The firm Glasflügel (glass wings) was founded by Eugen Hänle in 1962 and was located in Schlattstall, south of Kirchheim unter Teck. It was the first firm to manufacture a glass-fibre sailplane in large numbers. It was also responsible for a large number of innovations in sailplane design and technology: quick assembly systems for wings and tailplane, automatic control connections, trailing edge airbrake-flap combinations, hinged instrument panels, the parallelogram control stick and automatic trimming are some innovations introduced by Glasflügel and later adopted by other manufacturers.
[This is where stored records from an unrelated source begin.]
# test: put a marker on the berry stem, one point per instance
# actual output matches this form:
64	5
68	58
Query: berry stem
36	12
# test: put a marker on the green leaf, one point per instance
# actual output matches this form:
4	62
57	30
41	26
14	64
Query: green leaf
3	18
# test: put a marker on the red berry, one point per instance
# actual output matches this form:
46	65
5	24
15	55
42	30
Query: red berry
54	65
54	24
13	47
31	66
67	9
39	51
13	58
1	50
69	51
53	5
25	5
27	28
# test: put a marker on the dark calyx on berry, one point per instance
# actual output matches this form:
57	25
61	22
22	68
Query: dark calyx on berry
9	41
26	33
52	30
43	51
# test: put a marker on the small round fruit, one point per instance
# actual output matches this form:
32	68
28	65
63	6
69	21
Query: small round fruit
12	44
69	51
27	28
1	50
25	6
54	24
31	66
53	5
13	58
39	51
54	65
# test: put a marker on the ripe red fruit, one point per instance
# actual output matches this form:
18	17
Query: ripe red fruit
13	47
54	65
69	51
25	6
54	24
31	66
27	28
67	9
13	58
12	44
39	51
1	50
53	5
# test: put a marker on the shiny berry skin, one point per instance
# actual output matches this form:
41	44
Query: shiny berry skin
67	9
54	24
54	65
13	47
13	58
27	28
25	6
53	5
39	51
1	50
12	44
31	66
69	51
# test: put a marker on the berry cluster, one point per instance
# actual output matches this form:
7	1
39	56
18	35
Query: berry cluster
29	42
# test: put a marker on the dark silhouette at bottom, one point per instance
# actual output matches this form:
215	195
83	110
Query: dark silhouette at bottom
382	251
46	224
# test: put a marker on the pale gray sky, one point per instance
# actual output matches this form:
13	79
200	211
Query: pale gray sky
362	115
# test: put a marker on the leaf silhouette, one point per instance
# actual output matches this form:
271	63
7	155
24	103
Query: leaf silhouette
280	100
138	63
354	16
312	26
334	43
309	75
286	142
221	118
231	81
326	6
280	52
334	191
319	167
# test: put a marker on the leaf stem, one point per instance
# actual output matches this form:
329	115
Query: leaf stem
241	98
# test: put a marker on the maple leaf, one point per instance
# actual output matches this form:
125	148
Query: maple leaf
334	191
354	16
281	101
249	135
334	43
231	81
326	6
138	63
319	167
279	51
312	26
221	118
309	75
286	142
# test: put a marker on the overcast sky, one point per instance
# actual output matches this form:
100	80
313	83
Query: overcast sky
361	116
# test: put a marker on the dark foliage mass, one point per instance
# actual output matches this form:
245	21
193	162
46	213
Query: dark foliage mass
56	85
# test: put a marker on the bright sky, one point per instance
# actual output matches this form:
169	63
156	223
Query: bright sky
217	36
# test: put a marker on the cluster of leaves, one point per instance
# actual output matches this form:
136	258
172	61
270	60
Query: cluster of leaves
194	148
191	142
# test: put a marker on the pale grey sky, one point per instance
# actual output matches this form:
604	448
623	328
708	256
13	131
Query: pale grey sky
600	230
Some of these are standard features in nearly all gliders produced today.

Glasflügel encountered financial difficulties in the 1970s which led to a co-operation with the firm Schempp-Hirth starting from May 1975. The death of Eugen Hänle in a flight accident on September 21 of the same year further aggravated the company's position, and after further changes in ownership in 1979, it was finally dissolved in 1982.

==Products==
The following glider types were manufactured by Glasflügel:

- Glasflügel BS-1
- Glasflügel H-30 GFK
- Glasflügel H-101 Salto
- Glasflügel H-201 Standard-Libelle
- Glasflügel H-301 Libelle
- Glasflügel 202 Standard-Libelle
- Glasflügel 203 Standard-Libelle
- Glasflügel 204 Standard-Libelle
- Glasflügel 205 Club Libelle
- Glasflügel 206 Hornet
- Glasflügel Hornet C
- Glasflügel 303 Mosquito
- Glasflügel 304
- Glasflügel 401 Kestrel
- Glasflügel 402
- Glasflügel 604
- Hansjörg Streifeneder Falcon

The projected Glasflügel 701 and 704 side-by-side two-seaters did not materialise due to the demise of the company.

==Licensed production==
The British company Slingsby Aviation built the Kestrel under license as the Slingsby T-59. Slingsby later developed the Slingsby Vega, a family of 15-metre span gliders heavily influenced by its previous experience with Glasflügel designs.